I call it ‘fear dropping’, which happens when people throw their fears at you, stop and watch the result for a moment, and even sometimes, you can feel their internal satisfaction for accomplishing this cruel act.
Let me give you a quick example to showcase what I mean; You announce to your friends that you’re expecting twins. Do a quick mental calculation of how many of them are going to be genuinely happy for you and your partner, take you in their arms saying that you’re the luckiest couple on earth? Rather than saying OMG what are you going to do guys? I’m so pleased it’s not me. Etc… Now, you should get an idea of what I mean by ‘fear dropping’. You haven’t even finished your sentence that your colleague, friend or family member is already thinking of the way they would feel if it was happening to them rather than just listen and assess what you need from your friend/colleague at that moment in time.
Be aware; this article is not about ‘listening’; I’ll write an article specifically on the topic soon, as even if they are somehow linked, what I’m highlighting here is the fact that suddenly you have to deal with feelings or fears that you didn’t have a minute ago. Just because the person who crossed your way had difficulties coping with their insecurity, they had to drop it on you.

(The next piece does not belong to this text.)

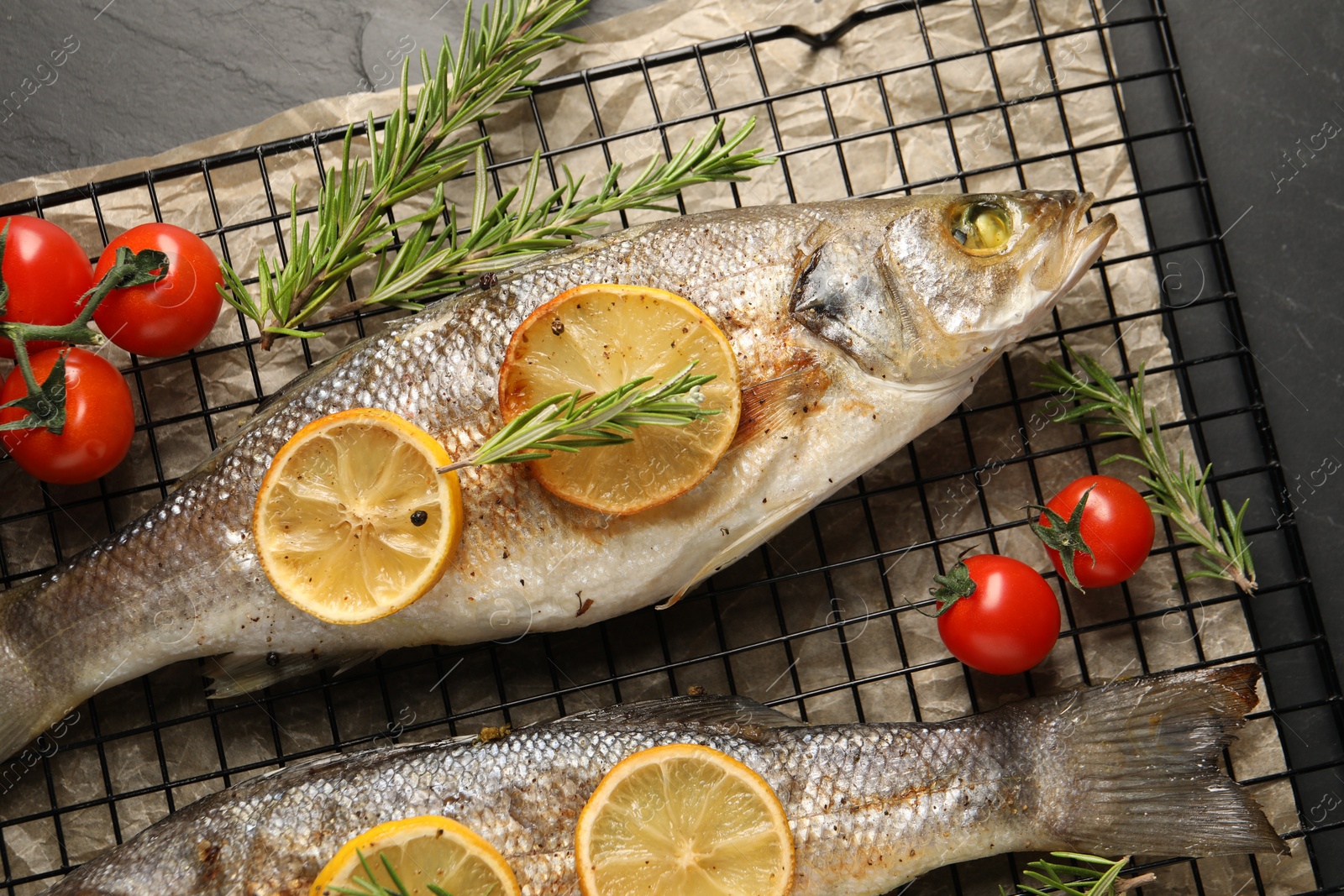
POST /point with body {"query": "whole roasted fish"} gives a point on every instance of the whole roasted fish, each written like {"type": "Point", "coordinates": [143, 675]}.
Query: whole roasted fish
{"type": "Point", "coordinates": [857, 325]}
{"type": "Point", "coordinates": [1119, 768]}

That right, your colleague or friend will have an opinion or feeling about the topic, if it is a negative one, the likelihood is that you’ll have to work through their negative thoughts with them before continuing the conversation. Unfortunately, challenging times or situations are where you’ll notice most often ‘fear dropping’. The reason is that they are happy to deal with the pleasant thoughts and feelings. Don’t give me wrong; I’m more than happy (and not only because it’s my job) to support people going through challenging times. However, I want (and so should you) it to be my choice.
In conclusion, there are two folds to this article. The first one is, if someone does ‘fear drop’ on you, don’t take it personally as it had nothing to do with you in the first place even if you started the conversation. Your interlocutor has issues to work on, and that’s okay but make sure you choose to deal with them or not. It must always be your choice no matter what Also, bear in mind that the person ‘fear dropping’ on you is often someone you don’t know… Like the stranger making an effort to come to tell you that your kids are misbehaving in a public space. It is hard at the beginning to not take it personally, but like everything with practice, it becomes easier.

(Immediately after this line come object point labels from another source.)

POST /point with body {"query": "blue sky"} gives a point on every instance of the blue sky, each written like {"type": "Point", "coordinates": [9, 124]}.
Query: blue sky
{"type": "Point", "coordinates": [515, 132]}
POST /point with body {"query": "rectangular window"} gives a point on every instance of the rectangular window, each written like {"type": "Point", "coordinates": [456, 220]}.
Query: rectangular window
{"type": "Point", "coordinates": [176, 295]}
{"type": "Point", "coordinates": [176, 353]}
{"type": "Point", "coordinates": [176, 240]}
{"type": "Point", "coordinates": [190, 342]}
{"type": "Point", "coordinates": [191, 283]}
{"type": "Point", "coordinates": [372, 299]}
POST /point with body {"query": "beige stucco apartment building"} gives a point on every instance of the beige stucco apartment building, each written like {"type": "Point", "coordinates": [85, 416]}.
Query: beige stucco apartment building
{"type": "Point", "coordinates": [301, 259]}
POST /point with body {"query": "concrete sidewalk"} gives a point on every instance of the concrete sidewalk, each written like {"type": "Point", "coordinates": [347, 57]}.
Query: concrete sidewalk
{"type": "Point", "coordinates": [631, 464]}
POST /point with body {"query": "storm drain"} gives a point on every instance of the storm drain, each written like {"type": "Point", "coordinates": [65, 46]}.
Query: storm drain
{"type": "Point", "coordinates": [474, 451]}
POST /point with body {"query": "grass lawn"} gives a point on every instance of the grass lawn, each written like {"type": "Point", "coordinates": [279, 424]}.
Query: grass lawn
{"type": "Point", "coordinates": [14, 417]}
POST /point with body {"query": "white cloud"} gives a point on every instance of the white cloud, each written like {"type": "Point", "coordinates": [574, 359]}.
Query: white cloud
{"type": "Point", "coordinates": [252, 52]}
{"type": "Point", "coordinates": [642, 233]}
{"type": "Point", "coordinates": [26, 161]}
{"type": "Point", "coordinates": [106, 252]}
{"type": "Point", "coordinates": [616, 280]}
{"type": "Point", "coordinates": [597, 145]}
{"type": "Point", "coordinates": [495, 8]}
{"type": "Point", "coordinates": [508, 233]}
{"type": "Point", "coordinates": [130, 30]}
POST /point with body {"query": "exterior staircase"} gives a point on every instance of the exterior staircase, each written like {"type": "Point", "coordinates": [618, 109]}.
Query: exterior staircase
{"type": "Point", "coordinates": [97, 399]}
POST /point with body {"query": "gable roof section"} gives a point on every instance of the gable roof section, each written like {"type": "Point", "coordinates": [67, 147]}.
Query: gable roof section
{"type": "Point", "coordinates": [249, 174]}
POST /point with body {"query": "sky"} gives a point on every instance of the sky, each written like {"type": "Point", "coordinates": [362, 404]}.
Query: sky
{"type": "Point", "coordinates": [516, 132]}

The second fold of this article is that as always, start by watching yourself to stop ‘fear dropping’ on people even if you find it liberating for a moment; you’re generating negative energy which will come back to you, as well as making you sound selfish and very likely rude. So pay attention to your attitude towards your social circles or strangers and try to make it experimentation by trying to retrace where this need to express your fear came from, learn from these instances.
Finally, I’d like to complete this article by saying that most people don’t ‘fear drop’ on purpose. It is their ego talking to them therefore likely to be unconscious, and for most of us, it just became a reflex.